Après 60 ans, la marche constitue un exercice simple et accessible pour rester en forme. Elle favorise l’amélioration du souffle, du cœur et de l’humeur. Cependant, elle ne suffit pas toujours à maintenir la force nécessaire pour porter des courses, se relever d’un fauteuil ou éviter une chute. Pour cela, les experts recommandent également de pratiquer des exercices de renforcement musculaire en complément de la marche.
Selon le Ministère des Sports, à partir de 65 ans, une activité idéale combine endurance, travail de force, équilibre et mobilité.

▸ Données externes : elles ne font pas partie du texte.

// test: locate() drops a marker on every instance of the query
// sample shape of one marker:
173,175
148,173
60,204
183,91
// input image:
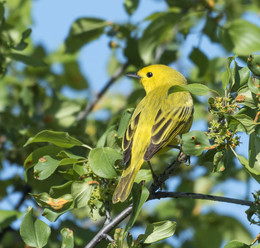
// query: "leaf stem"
87,146
160,194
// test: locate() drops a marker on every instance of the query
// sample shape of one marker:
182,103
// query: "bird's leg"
184,158
153,174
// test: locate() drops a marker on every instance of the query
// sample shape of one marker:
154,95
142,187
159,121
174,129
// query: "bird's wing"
170,121
129,134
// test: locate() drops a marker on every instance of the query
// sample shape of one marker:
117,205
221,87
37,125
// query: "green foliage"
67,238
72,165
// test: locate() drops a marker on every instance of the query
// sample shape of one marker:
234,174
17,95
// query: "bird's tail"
125,184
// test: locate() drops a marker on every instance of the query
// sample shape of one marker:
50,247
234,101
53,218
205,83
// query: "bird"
155,123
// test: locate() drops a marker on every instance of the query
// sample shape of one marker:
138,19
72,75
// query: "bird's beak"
133,75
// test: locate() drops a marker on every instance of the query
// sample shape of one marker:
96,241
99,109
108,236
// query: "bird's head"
154,76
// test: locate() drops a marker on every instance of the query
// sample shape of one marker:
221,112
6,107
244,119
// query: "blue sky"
52,31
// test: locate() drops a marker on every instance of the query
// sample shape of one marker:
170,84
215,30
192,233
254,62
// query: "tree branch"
157,195
160,194
106,229
90,106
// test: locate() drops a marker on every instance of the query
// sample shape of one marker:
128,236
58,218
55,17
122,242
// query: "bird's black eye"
149,74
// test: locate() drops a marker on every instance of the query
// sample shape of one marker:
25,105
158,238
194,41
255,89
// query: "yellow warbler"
155,123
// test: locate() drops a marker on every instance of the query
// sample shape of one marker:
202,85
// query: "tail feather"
125,184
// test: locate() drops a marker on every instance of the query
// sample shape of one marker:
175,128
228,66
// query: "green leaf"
52,215
102,140
7,217
246,98
156,33
54,207
195,89
27,59
211,27
34,232
140,195
131,6
246,121
159,231
60,190
61,139
102,160
73,77
45,167
200,60
125,118
83,31
236,244
2,11
240,76
253,85
240,37
67,238
194,143
34,157
80,169
81,192
22,44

Marcher 30 minutes, cinq jours par semaine, permet d’atteindre les 150 à 300 minutes d’activité modérée recommandées chaque semaine. Toutefois, sans exercices ciblant les muscles, la perte de force liée à l’âge peut s’accélérer, ce qui peut nuire à l’autonomie quotidienne.
La marche, un allié mais pas une solution unique
Une marche « active » diffère d’une simple promenade. Elle consiste à avancer à un rythme soutenu, en balançant librement les bras, avec la tête légèrement relevée, le regard droit devant, le cou, le dos et les épaules détendus. La posture doit être droite et les mouvements décidés. Ce type de marche, plus structuré, aide à soutenir le système cardiovasculaire et la respiration.

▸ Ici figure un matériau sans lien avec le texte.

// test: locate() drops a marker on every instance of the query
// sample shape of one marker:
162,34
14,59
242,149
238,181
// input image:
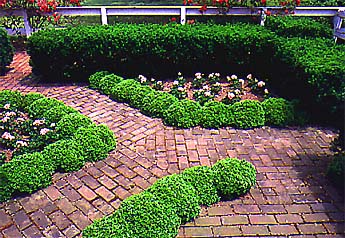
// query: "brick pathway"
292,196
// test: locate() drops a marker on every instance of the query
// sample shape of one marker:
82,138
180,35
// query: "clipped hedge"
248,114
83,141
278,111
293,64
149,49
291,26
6,51
161,209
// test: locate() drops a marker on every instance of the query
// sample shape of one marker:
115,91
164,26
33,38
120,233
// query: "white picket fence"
338,13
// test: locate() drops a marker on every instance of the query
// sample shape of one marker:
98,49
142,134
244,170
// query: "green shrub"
180,195
70,123
233,177
156,103
141,215
93,147
26,173
138,94
95,78
29,98
278,111
290,26
11,97
108,82
39,107
6,51
122,91
65,154
149,49
215,115
336,170
56,113
202,179
248,114
184,114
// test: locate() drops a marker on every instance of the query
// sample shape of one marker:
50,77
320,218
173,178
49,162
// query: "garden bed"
40,136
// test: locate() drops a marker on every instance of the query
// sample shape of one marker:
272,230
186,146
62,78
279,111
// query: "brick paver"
292,195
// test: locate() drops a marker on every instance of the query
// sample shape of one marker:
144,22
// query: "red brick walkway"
292,196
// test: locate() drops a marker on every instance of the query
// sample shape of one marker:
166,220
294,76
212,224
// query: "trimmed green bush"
156,103
29,98
6,51
11,97
215,115
180,195
336,171
202,179
94,148
55,114
39,107
278,111
108,82
184,113
247,114
95,78
122,91
66,155
25,174
291,26
70,123
138,94
233,177
141,215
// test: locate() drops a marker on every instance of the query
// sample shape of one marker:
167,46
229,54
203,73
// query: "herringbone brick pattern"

Cependant, la marche n’arrête qu’en partie la sarcopénie, c’est-à-dire la diminution progressive de la masse et de la force musculaire liée à l’âge. Après la ménopause, les femmes voient aussi leurs os et leurs muscles se fragiliser. Les recommandations officielles insistent donc sur un programme « multicomposantes » comprenant de la marche pour l’endurance, mais aussi du renforcement musculaire, des exercices d’équilibre et de mobilité ou de souplesse.
Le renforcement musculaire, une priorité après 60 ans
Le travail de renforcement musculaire consiste à pratiquer des exercices en résistance, utilisant le poids du corps, des bandes élastiques, de petites haltères ou des machines. Le Ministère des Sports recommande au moins deux séances par semaine pour les personnes de plus de 65 ans. Ces exercices aident à conserver la force, la densité osseuse et à prévenir les chutes, surtout chez ceux qui sont déjà un peu ralentis.
- Se lever et s’asseoir sans utiliser les mains.
- Faire des pompes contre un mur.
- Monter et descendre une marche en se tenant à une rampe.
- Se hisser sur la pointe des pieds en s’appuyant sur le dossier d’une chaise.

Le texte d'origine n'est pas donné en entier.